From Tokenmaxxing to Tokenminimizing: Big Tech Discovers That AI is Too Expensive
The obsession with tokenmaxxing seems to have worn off. A year ago, big tech companies were organizing internal rankings to reward employees based on AI tokens consumed; today, AT&T, Meta, Uber, Walmart, and Amazon are imposing spending limits, and the term that describes the turnaround has become its opposite: tokenminimizing.
The shift has concrete causes. The companies most aggressive about AI spending now spend $7,500 per employee per month; agentic tools, which recall the model in repeated cycles, have tripled enterprise bills even as the cost per single token collapsed, resulting in unit price savings being entirely absorbed by volume.
Business Cases
Uber exhausted its entire annual AI budget for 2026 by April and is now applying a cap of $1,500 per month per tool for employees.
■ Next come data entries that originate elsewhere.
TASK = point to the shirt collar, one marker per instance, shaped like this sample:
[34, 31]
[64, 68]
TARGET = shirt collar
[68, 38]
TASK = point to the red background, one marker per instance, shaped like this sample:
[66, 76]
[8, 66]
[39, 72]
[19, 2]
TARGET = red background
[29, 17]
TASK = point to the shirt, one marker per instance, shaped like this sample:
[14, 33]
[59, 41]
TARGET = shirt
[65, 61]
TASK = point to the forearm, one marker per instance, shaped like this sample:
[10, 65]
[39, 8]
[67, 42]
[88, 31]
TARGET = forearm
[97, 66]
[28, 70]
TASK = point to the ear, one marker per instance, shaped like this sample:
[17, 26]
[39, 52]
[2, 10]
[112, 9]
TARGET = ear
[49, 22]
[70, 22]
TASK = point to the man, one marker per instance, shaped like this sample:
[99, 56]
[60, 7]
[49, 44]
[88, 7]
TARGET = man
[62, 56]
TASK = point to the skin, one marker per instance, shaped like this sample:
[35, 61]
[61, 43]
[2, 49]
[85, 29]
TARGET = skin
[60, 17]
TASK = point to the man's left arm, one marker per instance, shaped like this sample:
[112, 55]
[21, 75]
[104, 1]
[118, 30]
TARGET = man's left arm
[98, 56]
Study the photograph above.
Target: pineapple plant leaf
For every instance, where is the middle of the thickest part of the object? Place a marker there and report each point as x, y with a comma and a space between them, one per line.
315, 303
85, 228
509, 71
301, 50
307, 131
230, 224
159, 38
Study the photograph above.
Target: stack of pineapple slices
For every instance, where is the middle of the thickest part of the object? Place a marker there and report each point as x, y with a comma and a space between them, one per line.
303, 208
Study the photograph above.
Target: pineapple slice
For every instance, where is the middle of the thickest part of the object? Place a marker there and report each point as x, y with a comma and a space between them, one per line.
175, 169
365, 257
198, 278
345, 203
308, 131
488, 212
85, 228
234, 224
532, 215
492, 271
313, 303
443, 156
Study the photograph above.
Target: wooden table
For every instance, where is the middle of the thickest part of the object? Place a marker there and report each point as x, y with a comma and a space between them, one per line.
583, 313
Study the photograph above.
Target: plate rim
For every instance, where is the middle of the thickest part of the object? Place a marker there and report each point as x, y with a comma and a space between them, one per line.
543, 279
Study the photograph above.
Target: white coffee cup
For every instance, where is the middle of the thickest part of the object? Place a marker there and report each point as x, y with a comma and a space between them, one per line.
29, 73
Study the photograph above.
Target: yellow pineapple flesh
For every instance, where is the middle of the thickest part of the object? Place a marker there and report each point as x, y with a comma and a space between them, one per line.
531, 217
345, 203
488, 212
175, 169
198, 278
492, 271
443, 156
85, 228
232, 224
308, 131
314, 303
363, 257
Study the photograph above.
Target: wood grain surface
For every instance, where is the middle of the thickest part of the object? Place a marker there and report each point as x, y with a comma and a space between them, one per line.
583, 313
Meta has sharply reversed direction: after months in which the teams competed to see who consumed the most, it is reducing spending on Anthropic and other internal AI tools. AT&T has limited some employees' access to GitHub Copilot. Walmart has introduced a fixed token allocation for Code Puppy, its internal agent, where consumption was previously unlimited. Amazon has eliminated its internal ranking on AI usage after employees manipulated it: to climb the ranks, they were submitting artificial tasks to the model, inflating counters without producing real value and driving computation costs through the roof. Microsoft has found a similar dynamic on an individual scale: some engineers were spending between $500 and $2,000 per month just on Claude Code tokens.
How Companies Control Costs
To reduce bills without cutting access, companies are adopting three approaches. The first lever is the shift to economical models: for simpler tasks, they are abandoning frontier models in favor of open-source or low-cost alternatives. The second is centralized spending control: Microsoft and Databricks have launched gateway tools to monitor and limit staff's AI consumption in real-time. The third is the automatic task routing: Factory, funded by Nvidia and valued at $1.5 billion, has just launched a model router that directs less complex tasks to cheaper models.
Satya Nadella framed the risk of concentration in a recent essay: "The last thing we want is a world where every company in every industry surrenders value to a few models that devour everything they see." Spending limits control costs, but they also risk slowing the productivity gains that justified the investment.